Im Ort, im Netzgebiet des E-Werkes Stubenberg gibt es bei einem Blackout des Verbundnetzes durch den Aufbau eines Inselstromnetzes weiterhin Strom, das Wasser fließt aus den Leitungen, WC und Bad können benutzt werden, die Wärmeversorgung bleibt im Betrieb, die Häuser und Wohnungen haben Strom, die Straßenlichter brennen. Im Ort müssen keine Maßnahmen getroffen werden.
In den Gebieten außerhalb des Ortskernes, ist das E-Werk Stubenberg nicht der Netzbetreiber.
In diesen Gebieten gibt es bei einem Blackout keine Stromversorgung und Hilfe wird benötigt. Diese Maßnahmen sind bereits geplant und  wurden nun auf ihre Wirksamkeit mit folgenden Übungen überprüft: Wie bekommen die Leute Wasser, wie werden die Abwasserpumpstationen entleert, wie wird das stromlose Biomasseheizwerk in Schielleiten gegen Brand gesichert und wie können vermisste Personen bei starker Rauchtentwicklung dort geborgen werden, wie klappt die Bergung von Menschen aus Liften, wie wird die Sendeanlage des Behördenfunks am Rabenwaldkogel in Betrieb gehalten, wie kann eine Notunterkunft im Feuerwehrhaus aufgebaut werden und wie werden kranke, bettlägerige Menschen in diese Notunterkunft transportiert, wie wird den Landwirten geholfen?
Getestet wurde auch die Kommunikation über den Behördenfunk und das Zusammenspiel der Einsatzkräfte mit dem Krisenstab, der Einsatzleitung.

Resümee

Am Schluss der Blackout Übung konnte die Einsatzleitung bestehend aus Bürgermeister Ing.
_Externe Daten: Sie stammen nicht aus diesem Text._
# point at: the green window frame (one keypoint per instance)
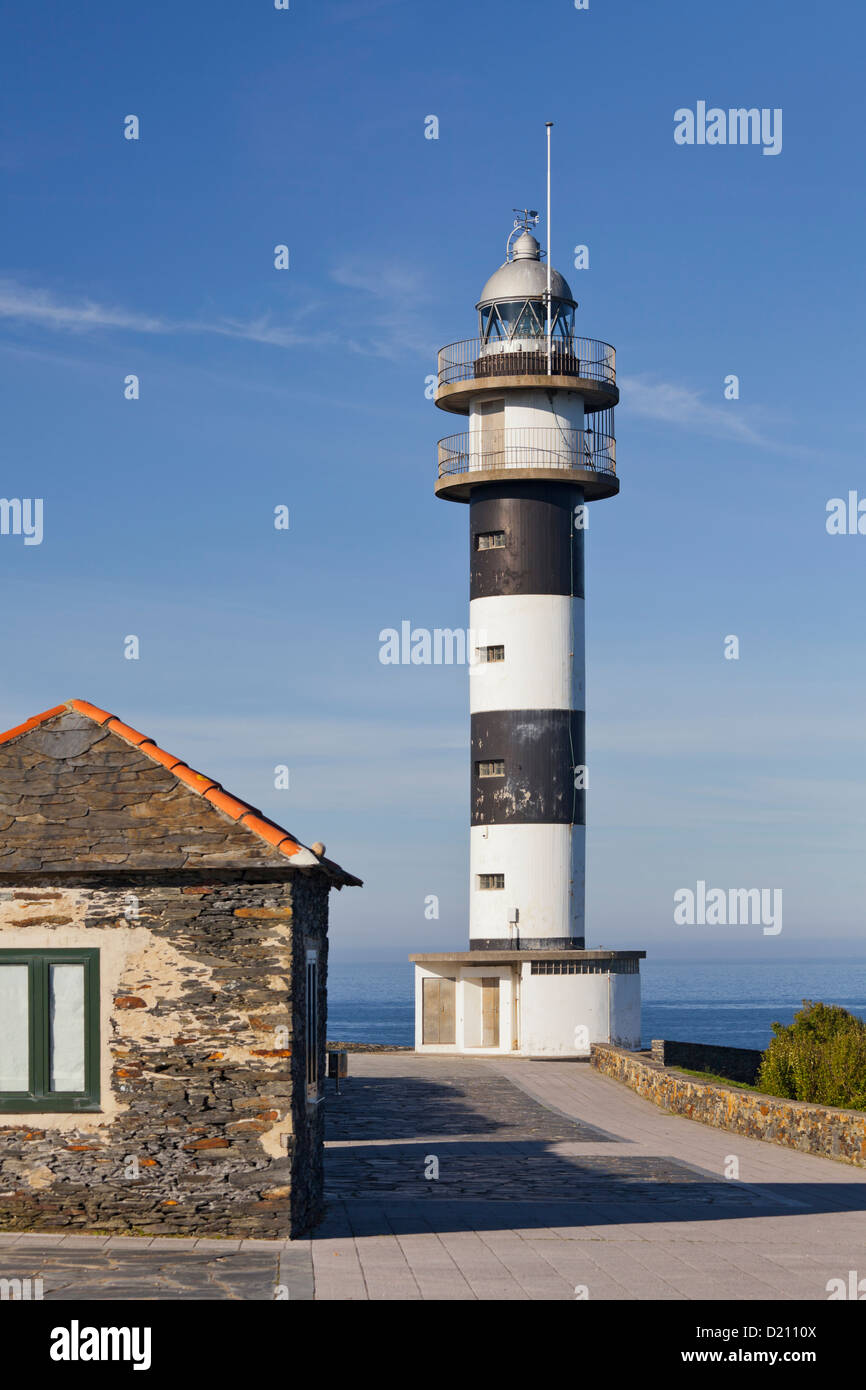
(41, 1096)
Alexander Allmer, dem Feuerwehrkommando mit HBI Matthias Haider und OBI Ing. Nikolaus Schöngrundner ein sehr positives Resümee ziehen. Alle Aufgaben wurden von den Einsatzkräften der Freiwilligen Feuerwehr Stubenberg wie geplant zur vollständigen Zufriedenheit gelöst. Die, bei der Übung anwesenden, Einsatzkräfte sind auch im Ernstfall vor Ort.
Interessierte Gäste waren Vizebürgermeister Johann Buchegger als Vertreter des Gemeindevorstandes, Gemeinderat Bioenergie Geschäftsführer Hannes Windhaber, der Abschnittkommandant der Freiwilligen Feuerwehren Hans Hierzer, Ortstellenleiter Hannes Strohmaier und Helmuth Durlacher als Vertreter der Rettung und Ing. Walter Schiefer, Leiter der Blackout Vorsorgeplanung.
Stubenberg bietet mit der Blackout Vorsorgeplanung der Bevölkerung und den Gästen nun auch bei einem Blackout Sicherheit. Wie wird das in Gemeinden ohne Blackout Vorsorgeplanung sein?
Bei einem längerem, großflächigen Stromausfall ist jede Gemeinde betroffen, jede Gemeinde ist bei der Hilfeleistung für die Bevölkerung auf sich allein gestellt. Ohne Kommunikation und ohne vorbereitete Organisation gibt es keine Unterstützug von außen.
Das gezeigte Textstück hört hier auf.